En marge de la Réunion préparatoire à la Conférence des Nations Unies sur l’Eau, tenue le 27 janvier 2026 à Dakar, le Centre de Gestion des Ressources en Eau de la CEDEAO (CGRE) a pris part à un Side Event stratégique consacré au thème : « Renforcer la paix, la sécurité et le développement en Afrique de l’Ouest grâce à la coopération transfrontalière dans le domaine de l’eau ».
Ce panel était organisé par le Bureau des Nations Unies pour l’Afrique de l’Ouest et le Sahel (UNOWAS), dans le cadre de ses actions de diplomatie préventive et de promotion de la paix. 

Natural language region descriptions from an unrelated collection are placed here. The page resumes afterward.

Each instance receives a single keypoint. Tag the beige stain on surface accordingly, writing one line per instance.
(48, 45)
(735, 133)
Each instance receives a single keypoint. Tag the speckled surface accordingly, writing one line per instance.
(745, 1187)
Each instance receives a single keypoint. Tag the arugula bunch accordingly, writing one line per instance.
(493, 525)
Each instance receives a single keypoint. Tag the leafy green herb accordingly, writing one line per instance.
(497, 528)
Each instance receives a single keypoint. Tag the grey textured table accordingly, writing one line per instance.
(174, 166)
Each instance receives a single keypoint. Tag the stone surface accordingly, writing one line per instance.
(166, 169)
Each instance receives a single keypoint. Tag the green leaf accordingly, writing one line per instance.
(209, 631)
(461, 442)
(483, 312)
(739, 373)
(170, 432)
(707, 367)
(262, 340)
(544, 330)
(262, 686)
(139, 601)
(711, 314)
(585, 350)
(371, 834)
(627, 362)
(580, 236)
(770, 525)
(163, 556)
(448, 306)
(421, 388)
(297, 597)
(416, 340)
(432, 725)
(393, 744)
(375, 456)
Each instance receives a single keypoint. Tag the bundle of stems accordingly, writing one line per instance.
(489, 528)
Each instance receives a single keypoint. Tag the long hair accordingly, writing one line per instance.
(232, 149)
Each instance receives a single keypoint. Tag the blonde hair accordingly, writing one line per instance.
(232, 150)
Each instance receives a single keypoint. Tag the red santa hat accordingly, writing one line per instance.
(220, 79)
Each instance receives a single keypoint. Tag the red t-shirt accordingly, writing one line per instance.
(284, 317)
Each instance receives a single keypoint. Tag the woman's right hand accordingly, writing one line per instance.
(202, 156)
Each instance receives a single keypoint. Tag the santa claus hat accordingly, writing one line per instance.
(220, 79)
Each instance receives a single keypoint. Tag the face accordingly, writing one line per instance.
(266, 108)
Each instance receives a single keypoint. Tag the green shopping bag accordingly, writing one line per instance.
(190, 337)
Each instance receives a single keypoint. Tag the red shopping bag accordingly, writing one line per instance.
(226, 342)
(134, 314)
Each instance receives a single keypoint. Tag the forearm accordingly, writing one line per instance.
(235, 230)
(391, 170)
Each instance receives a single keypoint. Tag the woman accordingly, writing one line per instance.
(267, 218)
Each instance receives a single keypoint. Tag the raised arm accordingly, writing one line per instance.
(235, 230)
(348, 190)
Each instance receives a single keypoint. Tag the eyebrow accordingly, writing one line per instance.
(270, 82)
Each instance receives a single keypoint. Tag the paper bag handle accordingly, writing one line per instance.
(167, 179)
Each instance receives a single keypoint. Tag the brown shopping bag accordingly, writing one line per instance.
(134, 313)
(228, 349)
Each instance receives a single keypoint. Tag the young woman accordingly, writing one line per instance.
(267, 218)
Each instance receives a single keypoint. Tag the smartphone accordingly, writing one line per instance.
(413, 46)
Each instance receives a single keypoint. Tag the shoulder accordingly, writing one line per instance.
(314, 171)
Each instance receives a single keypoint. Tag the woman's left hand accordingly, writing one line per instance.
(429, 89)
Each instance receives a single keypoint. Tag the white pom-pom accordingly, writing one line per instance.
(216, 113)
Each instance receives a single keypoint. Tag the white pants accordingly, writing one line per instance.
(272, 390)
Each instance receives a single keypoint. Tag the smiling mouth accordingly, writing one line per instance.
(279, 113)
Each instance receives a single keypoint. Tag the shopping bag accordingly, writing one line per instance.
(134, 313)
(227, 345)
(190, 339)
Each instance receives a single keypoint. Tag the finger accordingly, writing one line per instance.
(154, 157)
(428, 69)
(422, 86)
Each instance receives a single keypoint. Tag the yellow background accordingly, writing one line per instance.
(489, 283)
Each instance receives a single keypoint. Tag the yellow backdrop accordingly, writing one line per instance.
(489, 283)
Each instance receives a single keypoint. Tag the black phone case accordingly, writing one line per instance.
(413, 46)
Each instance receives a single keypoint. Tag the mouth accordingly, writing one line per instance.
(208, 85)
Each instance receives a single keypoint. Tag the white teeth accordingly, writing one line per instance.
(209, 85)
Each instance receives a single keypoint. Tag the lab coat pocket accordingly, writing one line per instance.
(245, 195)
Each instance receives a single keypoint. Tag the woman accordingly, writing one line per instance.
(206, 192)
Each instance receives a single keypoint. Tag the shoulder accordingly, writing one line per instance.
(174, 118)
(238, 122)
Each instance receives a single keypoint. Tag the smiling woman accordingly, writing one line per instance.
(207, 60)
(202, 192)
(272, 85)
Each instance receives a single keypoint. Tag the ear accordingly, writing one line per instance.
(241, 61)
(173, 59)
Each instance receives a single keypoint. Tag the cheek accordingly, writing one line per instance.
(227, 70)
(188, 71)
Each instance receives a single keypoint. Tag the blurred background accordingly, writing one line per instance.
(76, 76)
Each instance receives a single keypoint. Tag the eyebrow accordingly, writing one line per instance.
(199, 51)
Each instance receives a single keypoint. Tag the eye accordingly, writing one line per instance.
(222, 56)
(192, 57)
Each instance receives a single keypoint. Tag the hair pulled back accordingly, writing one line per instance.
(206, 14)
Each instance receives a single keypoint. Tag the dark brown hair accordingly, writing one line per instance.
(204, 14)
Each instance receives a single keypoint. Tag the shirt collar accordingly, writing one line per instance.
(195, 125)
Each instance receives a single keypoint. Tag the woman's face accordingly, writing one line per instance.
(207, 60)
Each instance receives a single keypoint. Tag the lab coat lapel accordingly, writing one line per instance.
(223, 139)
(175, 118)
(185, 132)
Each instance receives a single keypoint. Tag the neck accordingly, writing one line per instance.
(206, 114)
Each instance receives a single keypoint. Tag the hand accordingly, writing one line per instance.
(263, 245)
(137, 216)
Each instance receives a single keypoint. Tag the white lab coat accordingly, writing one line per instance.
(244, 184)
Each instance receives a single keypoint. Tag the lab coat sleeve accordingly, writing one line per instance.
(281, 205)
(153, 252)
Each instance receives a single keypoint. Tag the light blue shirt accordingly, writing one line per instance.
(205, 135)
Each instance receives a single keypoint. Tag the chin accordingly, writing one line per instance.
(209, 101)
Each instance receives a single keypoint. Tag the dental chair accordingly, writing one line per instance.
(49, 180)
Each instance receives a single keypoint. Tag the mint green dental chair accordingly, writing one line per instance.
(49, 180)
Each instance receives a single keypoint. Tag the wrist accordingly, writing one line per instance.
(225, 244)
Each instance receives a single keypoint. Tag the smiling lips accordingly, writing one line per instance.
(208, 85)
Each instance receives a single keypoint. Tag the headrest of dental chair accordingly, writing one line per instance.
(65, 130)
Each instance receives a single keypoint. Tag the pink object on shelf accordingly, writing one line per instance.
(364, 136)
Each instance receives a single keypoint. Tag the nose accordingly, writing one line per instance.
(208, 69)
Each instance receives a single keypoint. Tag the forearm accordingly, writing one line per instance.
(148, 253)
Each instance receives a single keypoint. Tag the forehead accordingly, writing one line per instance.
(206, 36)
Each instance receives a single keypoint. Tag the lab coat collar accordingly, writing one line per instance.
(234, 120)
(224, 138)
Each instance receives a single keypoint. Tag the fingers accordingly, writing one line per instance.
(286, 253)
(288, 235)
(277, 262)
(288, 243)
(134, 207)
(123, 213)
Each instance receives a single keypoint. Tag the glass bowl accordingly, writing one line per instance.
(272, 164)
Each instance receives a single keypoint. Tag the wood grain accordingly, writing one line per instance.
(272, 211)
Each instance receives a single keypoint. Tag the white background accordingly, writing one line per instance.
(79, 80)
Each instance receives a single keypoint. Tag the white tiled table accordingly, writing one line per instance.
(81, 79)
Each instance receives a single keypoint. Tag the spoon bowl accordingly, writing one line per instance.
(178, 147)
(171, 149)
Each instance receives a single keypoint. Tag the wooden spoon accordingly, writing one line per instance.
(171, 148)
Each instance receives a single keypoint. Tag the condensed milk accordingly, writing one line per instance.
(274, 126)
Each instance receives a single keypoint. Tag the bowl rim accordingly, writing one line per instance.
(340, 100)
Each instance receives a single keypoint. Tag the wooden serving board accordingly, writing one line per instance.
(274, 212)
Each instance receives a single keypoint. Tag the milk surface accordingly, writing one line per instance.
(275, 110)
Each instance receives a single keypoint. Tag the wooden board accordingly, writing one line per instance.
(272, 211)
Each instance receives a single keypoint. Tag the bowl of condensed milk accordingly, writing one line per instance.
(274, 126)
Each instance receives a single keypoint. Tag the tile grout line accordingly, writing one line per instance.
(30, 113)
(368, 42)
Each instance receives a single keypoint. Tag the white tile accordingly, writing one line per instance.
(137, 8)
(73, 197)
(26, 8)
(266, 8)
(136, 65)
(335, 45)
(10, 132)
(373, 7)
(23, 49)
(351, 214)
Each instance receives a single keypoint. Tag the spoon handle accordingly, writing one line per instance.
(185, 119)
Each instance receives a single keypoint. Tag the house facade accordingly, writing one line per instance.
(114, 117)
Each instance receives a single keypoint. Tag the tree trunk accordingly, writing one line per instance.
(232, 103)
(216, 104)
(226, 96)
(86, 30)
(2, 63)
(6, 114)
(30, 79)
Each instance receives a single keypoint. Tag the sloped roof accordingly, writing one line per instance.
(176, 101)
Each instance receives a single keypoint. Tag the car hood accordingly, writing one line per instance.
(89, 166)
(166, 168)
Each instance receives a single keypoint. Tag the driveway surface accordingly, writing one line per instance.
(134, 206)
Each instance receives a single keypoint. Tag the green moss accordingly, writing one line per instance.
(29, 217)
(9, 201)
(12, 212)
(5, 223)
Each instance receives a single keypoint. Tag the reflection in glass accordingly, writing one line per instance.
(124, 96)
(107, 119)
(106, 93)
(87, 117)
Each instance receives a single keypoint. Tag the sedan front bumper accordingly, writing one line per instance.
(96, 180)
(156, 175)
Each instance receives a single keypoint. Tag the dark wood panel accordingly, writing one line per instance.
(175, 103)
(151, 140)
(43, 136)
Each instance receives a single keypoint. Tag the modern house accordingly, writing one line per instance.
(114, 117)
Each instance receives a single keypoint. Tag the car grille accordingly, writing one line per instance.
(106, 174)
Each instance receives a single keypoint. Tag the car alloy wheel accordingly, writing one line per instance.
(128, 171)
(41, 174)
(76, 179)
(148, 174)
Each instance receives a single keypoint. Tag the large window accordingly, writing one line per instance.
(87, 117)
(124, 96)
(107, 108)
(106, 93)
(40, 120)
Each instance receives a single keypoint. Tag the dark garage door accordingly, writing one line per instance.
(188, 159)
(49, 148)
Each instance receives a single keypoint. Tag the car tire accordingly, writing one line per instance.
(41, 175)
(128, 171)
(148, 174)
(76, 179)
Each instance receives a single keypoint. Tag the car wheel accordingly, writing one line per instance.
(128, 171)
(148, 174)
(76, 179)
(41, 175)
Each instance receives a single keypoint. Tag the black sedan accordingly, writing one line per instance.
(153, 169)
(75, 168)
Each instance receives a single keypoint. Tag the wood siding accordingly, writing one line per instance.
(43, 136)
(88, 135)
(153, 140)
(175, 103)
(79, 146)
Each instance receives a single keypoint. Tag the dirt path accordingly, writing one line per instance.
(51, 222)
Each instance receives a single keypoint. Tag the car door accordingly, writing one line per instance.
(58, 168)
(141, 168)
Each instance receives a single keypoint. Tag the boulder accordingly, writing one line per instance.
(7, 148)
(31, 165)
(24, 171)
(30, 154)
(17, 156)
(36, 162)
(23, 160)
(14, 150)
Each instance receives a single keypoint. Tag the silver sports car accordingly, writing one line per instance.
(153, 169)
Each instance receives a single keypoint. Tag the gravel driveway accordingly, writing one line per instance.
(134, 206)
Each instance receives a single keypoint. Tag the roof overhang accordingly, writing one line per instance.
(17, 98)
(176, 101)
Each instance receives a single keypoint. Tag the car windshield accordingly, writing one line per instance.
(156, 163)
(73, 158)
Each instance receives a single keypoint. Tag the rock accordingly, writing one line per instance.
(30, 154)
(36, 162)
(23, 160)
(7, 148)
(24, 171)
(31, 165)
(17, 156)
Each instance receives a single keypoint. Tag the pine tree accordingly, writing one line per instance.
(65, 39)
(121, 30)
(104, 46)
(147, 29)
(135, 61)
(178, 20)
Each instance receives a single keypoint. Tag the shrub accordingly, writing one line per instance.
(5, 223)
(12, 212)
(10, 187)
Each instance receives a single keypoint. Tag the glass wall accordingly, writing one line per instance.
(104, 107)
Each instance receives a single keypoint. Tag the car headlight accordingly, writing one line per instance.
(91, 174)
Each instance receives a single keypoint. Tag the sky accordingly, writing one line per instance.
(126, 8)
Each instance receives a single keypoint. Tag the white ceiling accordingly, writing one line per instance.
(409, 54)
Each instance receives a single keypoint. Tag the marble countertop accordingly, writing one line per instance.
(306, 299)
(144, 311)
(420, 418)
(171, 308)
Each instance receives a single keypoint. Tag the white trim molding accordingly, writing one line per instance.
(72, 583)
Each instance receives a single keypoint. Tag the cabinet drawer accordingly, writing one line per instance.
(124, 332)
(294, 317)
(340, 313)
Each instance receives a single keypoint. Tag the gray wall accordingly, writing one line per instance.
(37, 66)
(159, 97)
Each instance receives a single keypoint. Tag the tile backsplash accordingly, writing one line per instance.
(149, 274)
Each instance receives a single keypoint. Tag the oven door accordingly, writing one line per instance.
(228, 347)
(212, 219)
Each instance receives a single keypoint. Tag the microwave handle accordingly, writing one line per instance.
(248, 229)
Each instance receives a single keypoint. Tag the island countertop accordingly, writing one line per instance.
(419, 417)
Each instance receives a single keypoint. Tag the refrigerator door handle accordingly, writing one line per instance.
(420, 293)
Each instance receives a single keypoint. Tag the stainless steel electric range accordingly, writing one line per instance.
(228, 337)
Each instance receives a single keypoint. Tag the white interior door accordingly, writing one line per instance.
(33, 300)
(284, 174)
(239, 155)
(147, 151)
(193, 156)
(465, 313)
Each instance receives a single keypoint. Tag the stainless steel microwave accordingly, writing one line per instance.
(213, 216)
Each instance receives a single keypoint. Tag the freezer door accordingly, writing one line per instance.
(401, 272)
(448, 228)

Monsieur Alexis KOUASSI, Directeur du CGRE, est intervenu aux côtés des représentants de six grandes organisations de bassin de la région : l’Autorité du Bassin du Niger (ABN), l’Autorité du Bassin de la Volta (ABV), l’Organisation pour la Mise en Valeur du fleuve Sénégal (OMVS), l’Organisation pour la Mise en Valeur du fleuve Gambie (OMVG), la Commission du Bassin du Lac Tchad (CBLT) et le Secrétariat de l’Union du Fleuve Mano.

Les discussions ont permis de partager :

  • des expériences concrètes de coopération transfrontalière,

  • des exemples de planification conjointe,

  • des initiatives de partage de données hydrologiques,

  • ainsi que des mécanismes de prévention des tensions intercommunautaires liées aux ressources en eau dans un contexte marqué par les chocs climatiques, les conflits et les besoins humanitaires.

Les panélistes ont souligné que la gouvernance collaborative de l’eau constitue un levier majeur pour la stabilité régionale, la résilience climatique et le développement durable. Ils ont également identifié les défis institutionnels et financiers persistants, et ont appelé à un engagement renforcé de la CEDEAO pour harmoniser les politiques hydriques, soutenir les organisations de bassin et promouvoir une gestion plus intégrée des ressources en eau à l’échelle régionale. 

Dans son intervention, le Directeur du CGRE a rappelé l’importance de la coopération hydrique comme instrument diplomatique, fondé sur la solidarité, la prévention des crises et la construction d’un futur commun plus résilient pour les populations d’Afrique de l’Ouest.